IEEE 2014 JAVA DATA MINING PROJECTS Multi comm finding community structure in multi dimensional networks

IEEE 2014 JAVA DATA MINING PROJECTS Multi comm finding community structure in multi dimensional networks

  • 1.
    GLOBALSOFT TECHNOLOGIES IEEEPROJECTS & SOFTWARE DEVELOPMENTS IEEE FINAL YEAR PROJECTS|IEEE ENGINEERING PROJECTS|IEEE STUDENTS PROJECTS|IEEE BULK PROJECTS|BE/BTECH/ME/MTECH/MS/MCA PROJECTS|CSE/IT/ECE/EEE PROJECTS CELL: +91 98495 39085, +91 99662 35788, +91 98495 57908, +91 97014 40401 Visit: www.finalyearprojects.org Mail to:ieeefinalsemprojects@gmail.com Multi Comm: Finding Community Structure in Multi- Dimensional Networks Abstract The main aim of this paper is to develop a community discovery scheme in a multi-dimensional network for data mining applications. In online social media, networked data consists of multiple dimensions/entities such as users, tags, photos, comments, and stories. We are interested in finding a group of users who interact significantly on these media entities. In a co-citation network, we are interested in finding a group of authors who relate to other authors significantly on publication information in titles, abstracts, and keywords as multiple dimensions/entities in the network. The main contribution of this paper is to propose a framework (MultiComm)to identify a seed-based community in a multi-dimensional network by evaluating the affinity between two items in the same type of entity (same dimension)or different types of entities (different dimensions)from the network. Our idea is to calculate the probabilities of visiting each item in each dimension, and compare their values to generate communities from a set of seed items. In order to evaluate a high quality of generated communities by the proposed algorithm, we develop and study a local modularity measure of a community in a multi - dimensional network.
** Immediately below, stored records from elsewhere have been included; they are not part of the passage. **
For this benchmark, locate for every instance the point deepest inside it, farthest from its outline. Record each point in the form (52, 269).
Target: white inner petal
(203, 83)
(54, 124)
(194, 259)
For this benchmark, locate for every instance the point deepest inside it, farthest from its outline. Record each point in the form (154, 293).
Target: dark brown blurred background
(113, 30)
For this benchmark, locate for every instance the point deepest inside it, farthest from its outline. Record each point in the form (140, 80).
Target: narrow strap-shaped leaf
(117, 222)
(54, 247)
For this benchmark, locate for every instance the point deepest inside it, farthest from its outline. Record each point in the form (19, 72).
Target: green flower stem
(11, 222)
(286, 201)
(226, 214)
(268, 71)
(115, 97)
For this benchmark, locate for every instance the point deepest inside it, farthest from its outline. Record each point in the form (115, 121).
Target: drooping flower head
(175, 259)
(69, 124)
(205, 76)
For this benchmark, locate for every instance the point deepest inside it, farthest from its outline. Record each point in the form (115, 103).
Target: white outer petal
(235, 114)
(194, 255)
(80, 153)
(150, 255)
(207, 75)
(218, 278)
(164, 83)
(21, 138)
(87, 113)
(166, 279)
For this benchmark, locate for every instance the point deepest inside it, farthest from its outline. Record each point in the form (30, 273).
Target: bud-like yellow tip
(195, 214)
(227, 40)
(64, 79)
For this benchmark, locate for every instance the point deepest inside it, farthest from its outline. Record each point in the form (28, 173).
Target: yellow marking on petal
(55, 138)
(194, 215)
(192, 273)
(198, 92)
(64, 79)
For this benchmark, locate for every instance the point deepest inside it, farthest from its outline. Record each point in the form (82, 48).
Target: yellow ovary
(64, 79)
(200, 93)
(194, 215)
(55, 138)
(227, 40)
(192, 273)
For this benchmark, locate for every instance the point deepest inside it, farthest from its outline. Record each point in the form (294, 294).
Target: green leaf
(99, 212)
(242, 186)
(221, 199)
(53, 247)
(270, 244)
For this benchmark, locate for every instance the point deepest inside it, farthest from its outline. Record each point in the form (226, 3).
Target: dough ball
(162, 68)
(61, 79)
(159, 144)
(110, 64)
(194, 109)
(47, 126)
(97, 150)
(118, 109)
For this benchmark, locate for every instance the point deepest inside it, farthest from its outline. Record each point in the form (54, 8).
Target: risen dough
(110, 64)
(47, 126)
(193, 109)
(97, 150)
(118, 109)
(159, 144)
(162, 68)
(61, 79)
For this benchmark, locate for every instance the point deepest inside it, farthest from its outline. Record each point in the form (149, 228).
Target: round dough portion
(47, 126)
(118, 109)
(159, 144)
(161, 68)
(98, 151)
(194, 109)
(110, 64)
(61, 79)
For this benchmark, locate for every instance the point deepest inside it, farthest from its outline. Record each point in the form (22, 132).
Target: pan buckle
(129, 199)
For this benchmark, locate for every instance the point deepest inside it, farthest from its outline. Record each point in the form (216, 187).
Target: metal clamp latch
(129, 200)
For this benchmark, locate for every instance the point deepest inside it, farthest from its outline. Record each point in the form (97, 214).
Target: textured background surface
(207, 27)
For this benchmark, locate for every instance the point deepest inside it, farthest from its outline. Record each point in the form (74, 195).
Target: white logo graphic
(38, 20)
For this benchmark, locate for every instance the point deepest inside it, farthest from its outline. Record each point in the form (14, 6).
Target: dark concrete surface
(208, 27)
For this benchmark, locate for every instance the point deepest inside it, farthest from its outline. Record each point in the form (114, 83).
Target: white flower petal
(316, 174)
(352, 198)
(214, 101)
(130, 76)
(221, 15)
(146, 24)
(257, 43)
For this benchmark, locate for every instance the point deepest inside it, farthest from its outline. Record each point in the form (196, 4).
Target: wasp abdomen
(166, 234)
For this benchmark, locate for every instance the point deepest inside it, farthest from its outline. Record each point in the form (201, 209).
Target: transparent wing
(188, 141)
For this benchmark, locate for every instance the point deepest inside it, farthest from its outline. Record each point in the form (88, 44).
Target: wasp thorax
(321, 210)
Experiments based on synthetic and real -world data sets suggest that the proposed framework is able to find a community effectively. Experimental results have also shown that the performance of the proposed algorithm is better in accuracy than the other testing algorithms in finding communities in multi-dimensional networks. Existing system The main aim of this paper is to develop a community discovery scheme in a multi-dimensional network for data mining applications. In online social media, networked data consists of multiple dimensions/entities such as users, tags, photos, comments, and stories. We are interested in finding a group of users who interact significantly on these media entities. In a co-citation network, we are
  • 2.
    interested in findinga group of authors who relate to other authors significantly on publication information in titles, abstracts, and keywords as multiple dimensions/entities in the network. Proposed system The main contribution of this paper is to propose a framework (MultiComm)to identify a seed-based community in a multi-dimensional network by evaluating the affinity between two items in the same type of entity (same dimension)or different types of entities (different dimensions)from the network. Our idea is to calculate the probabilities of visiting each item in each dimension, and compare their values to generate communities from a set of seed items. In order to evaluate a high quality of generated communities by the proposed algorithm, we develop and study a local modularity measure of a community in a multi-dimensional network. Experiments based on synthetic and real-world data sets suggest that the proposed framework is able to find a community effectively. Experimental results have also shown that the performance of the proposed algorithm is better in accuracy than the other test ing algorithms in finding communities in multi-dimensional networks. SYSTEM CONFIGURATION:- HARDWARE CONFIGURATION:-  Processor - Pentium –IV  Speed - 1.1 Ghz  RAM - 256 MB(min)  Hard Disk - 20 GB  Key Board - Standard Windows Keyboard  Mouse - Two or Three Button Mouse  Monitor - SVGA SOFTWARE CONFIGURATION:-  Operating System : Windows XP  Programming Language : JAVA  Java Version : JDK 1.6 & above.